The first was a one-time event called the Great Fair held in early August 1923. It featured a carnival, a sideshow, a contest to determine the biggest baby, and a sermon against capital punishment. The beauty pageant back then was called a "popular lady contest."
During the rest of the 1920s, White Center residents were invited to West Seattle's annual picnic in Lincoln Park. Then in 1932, a pre-picnic dance was held at Holy Family Hall, which was said to have the best dance floor on Seattle's west side.
The Lincoln Park picnic offered a freckle-face boy contest with two categories: plain and fancy. There was also a husband-calling competition and a rolling pin throwing contest.
Hi-Yu started in West Seattle in 1934, so White Center initiated its own version of Mardi Gras.
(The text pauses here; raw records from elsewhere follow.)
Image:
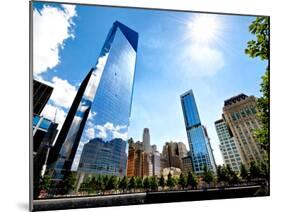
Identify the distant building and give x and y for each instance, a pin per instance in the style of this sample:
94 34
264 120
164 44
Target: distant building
228 146
104 158
156 165
172 155
199 142
175 172
146 140
240 114
142 163
187 164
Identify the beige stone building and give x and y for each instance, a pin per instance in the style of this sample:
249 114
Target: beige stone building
240 114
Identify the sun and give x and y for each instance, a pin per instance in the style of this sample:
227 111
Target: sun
204 28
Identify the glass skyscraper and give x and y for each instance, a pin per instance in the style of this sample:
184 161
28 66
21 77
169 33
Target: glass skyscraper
105 94
199 142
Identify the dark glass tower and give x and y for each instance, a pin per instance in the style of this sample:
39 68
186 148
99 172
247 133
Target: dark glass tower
111 107
106 93
199 142
41 95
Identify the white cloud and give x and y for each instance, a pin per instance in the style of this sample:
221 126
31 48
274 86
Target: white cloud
55 114
203 57
90 133
52 26
63 93
203 60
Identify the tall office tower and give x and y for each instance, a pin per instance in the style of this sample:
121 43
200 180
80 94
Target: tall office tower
187 164
156 163
106 92
228 147
147 164
241 116
135 158
198 139
146 140
131 164
41 95
172 155
44 132
182 150
103 158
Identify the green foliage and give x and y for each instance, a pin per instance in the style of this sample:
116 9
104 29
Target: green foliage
170 181
191 180
260 48
162 181
154 183
231 175
132 183
124 183
255 171
262 134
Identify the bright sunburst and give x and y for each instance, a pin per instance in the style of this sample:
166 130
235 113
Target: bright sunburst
204 28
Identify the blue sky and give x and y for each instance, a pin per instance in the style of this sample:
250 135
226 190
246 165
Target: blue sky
170 60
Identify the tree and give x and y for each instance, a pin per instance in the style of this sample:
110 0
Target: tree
162 182
231 175
260 48
264 168
154 183
191 180
170 181
182 181
146 183
132 183
123 183
208 176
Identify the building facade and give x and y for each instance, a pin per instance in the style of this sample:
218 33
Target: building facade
104 158
146 140
172 155
199 142
142 163
240 115
228 146
41 94
187 164
105 94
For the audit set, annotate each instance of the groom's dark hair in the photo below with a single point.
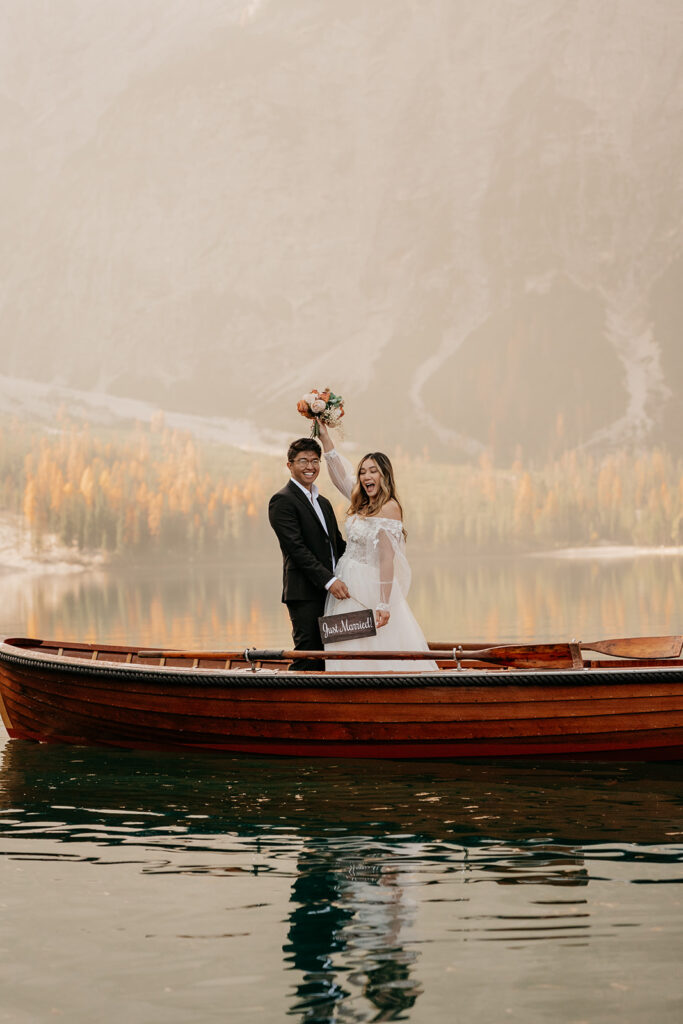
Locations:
(303, 444)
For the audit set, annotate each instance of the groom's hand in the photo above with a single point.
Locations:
(339, 590)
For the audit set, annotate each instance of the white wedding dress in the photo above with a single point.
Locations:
(376, 571)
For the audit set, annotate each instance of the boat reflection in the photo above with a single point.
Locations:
(356, 848)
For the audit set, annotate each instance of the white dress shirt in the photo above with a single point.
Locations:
(311, 496)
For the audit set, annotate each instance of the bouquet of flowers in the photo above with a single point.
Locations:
(322, 407)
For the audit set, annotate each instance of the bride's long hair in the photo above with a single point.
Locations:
(360, 502)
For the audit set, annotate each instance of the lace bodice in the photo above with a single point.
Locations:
(364, 535)
(373, 541)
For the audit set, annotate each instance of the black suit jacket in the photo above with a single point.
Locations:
(305, 546)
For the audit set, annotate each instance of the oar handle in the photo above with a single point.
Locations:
(252, 654)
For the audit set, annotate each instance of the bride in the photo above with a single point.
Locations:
(374, 565)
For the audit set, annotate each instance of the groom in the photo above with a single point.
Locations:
(311, 545)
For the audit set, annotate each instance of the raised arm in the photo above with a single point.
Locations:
(341, 472)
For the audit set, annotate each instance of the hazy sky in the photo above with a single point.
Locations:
(464, 217)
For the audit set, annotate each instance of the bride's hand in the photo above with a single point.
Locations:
(324, 434)
(382, 617)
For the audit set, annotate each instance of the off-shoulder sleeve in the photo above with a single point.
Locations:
(341, 472)
(394, 570)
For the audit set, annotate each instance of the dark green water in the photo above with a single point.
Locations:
(153, 888)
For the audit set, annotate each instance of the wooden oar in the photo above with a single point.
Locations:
(559, 655)
(636, 647)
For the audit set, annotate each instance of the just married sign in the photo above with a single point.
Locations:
(347, 627)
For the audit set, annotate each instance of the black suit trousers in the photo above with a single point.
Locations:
(305, 632)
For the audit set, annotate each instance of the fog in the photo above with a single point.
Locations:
(465, 218)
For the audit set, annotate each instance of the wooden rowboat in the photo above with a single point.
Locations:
(524, 700)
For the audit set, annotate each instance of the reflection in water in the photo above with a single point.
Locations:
(239, 604)
(386, 878)
(349, 908)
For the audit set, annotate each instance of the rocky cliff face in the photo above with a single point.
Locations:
(466, 219)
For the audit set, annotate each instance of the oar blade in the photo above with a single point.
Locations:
(638, 647)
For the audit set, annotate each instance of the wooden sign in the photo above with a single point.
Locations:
(349, 626)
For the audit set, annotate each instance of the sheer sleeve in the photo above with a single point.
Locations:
(394, 570)
(341, 472)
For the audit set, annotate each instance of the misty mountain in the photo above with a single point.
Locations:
(464, 218)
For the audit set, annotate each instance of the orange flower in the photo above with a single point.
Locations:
(303, 408)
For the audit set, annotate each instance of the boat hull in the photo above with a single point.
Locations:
(627, 713)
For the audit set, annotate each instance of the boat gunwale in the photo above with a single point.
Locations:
(259, 677)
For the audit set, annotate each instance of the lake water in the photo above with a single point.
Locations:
(173, 888)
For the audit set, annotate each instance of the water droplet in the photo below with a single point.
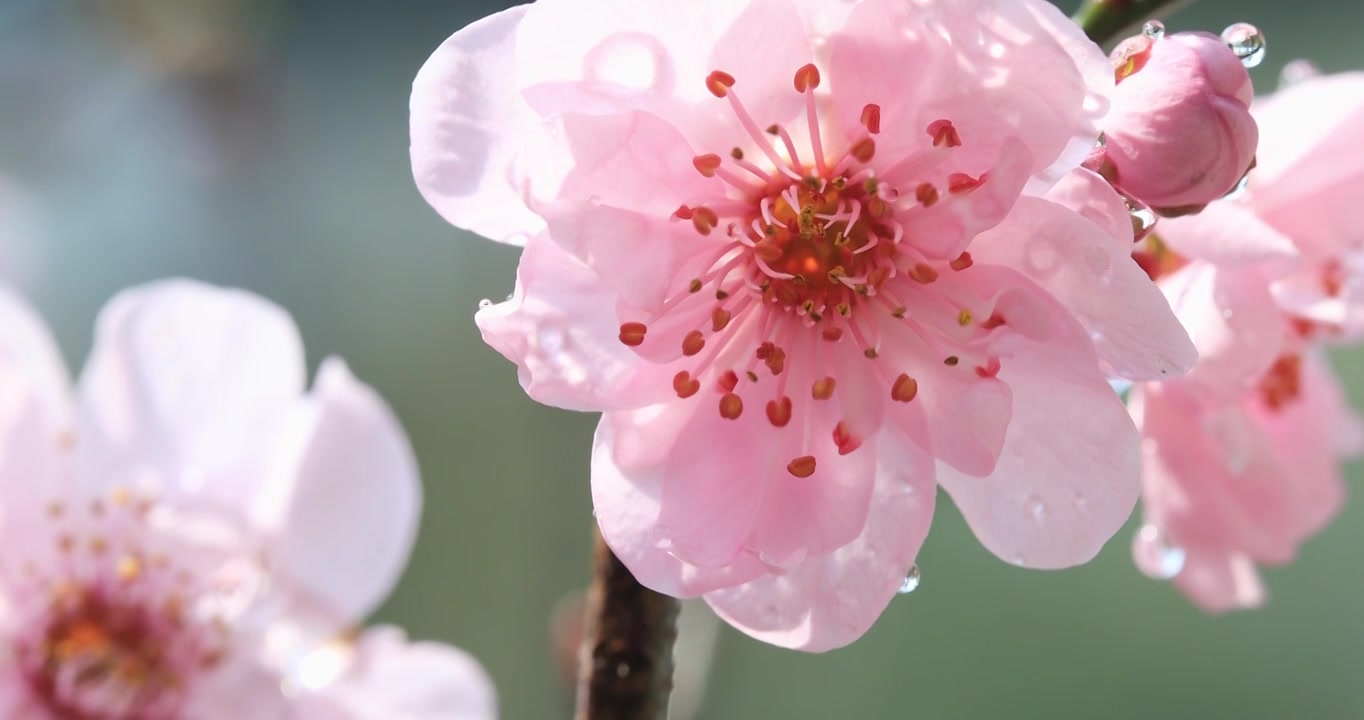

Sponsored by Odd Fellows and Rebekah lodges, if featured games and athletic contests as well as a carnival, street dance and a "popularity contest" for "young ladies of the South District."
Mardi Gras soon went away and there was no summer festival in White Center for about a decade. North Highliners went to celebrate the Fourth of July in Burien, where they held running races from Burien to White Center, and walking races from White Center to Burien.
White Center's first big parade is believed to have been in 1938, when thousands gathered to celebrate the construction of sidewalks along 16th Avenue.
Part of the summer festival has always been a beauty pageant. The first Miss White Center, Telva Huested, was crowned in 1931.
The Miss White Center pageant continued through the years and, in 1966, winner Lynda Kilp went on to become Miss Washington. She competed for the Miss America title in Atlantic City that year.
In 1987, the beauty pageant became the Miss White Center Scholarship Program.
White Center revived its Mardi Gras celebration in the late 1940s with carnival booths, a parade, flower exhibits and riding demonstrations by the South Seattle Saddle Club. The event drew a reported 20,000 people.
At the 1949 Mardi Gras, the West Seattle Amateur Radio Club offered to send personal messages, via voice or Morse code over ham radio, throughout the country and all U.S. possessions.
The 1950 celebration was canceled due to a scarcity of products because of the Korean War.
The events of the summer festival changed with the times. By the mid-1980s, there were martial arts demonstrations of tae kwon do and kendo.
The 1985 Jubilee Days focused on dance - belly dancing, flamenco, tap, square dance, ballet, cancan, as well as folk dancing from Austria, Polynesia, Bavaria, Switzerland, Mexico and Sweden.
Elvis impersonators were the rage at the 1988 Jubilee Days, which attracted 6,000 people.
By 1992, White Center's large Cambodian community joined the Jubilee Days parade down 16th Avenue.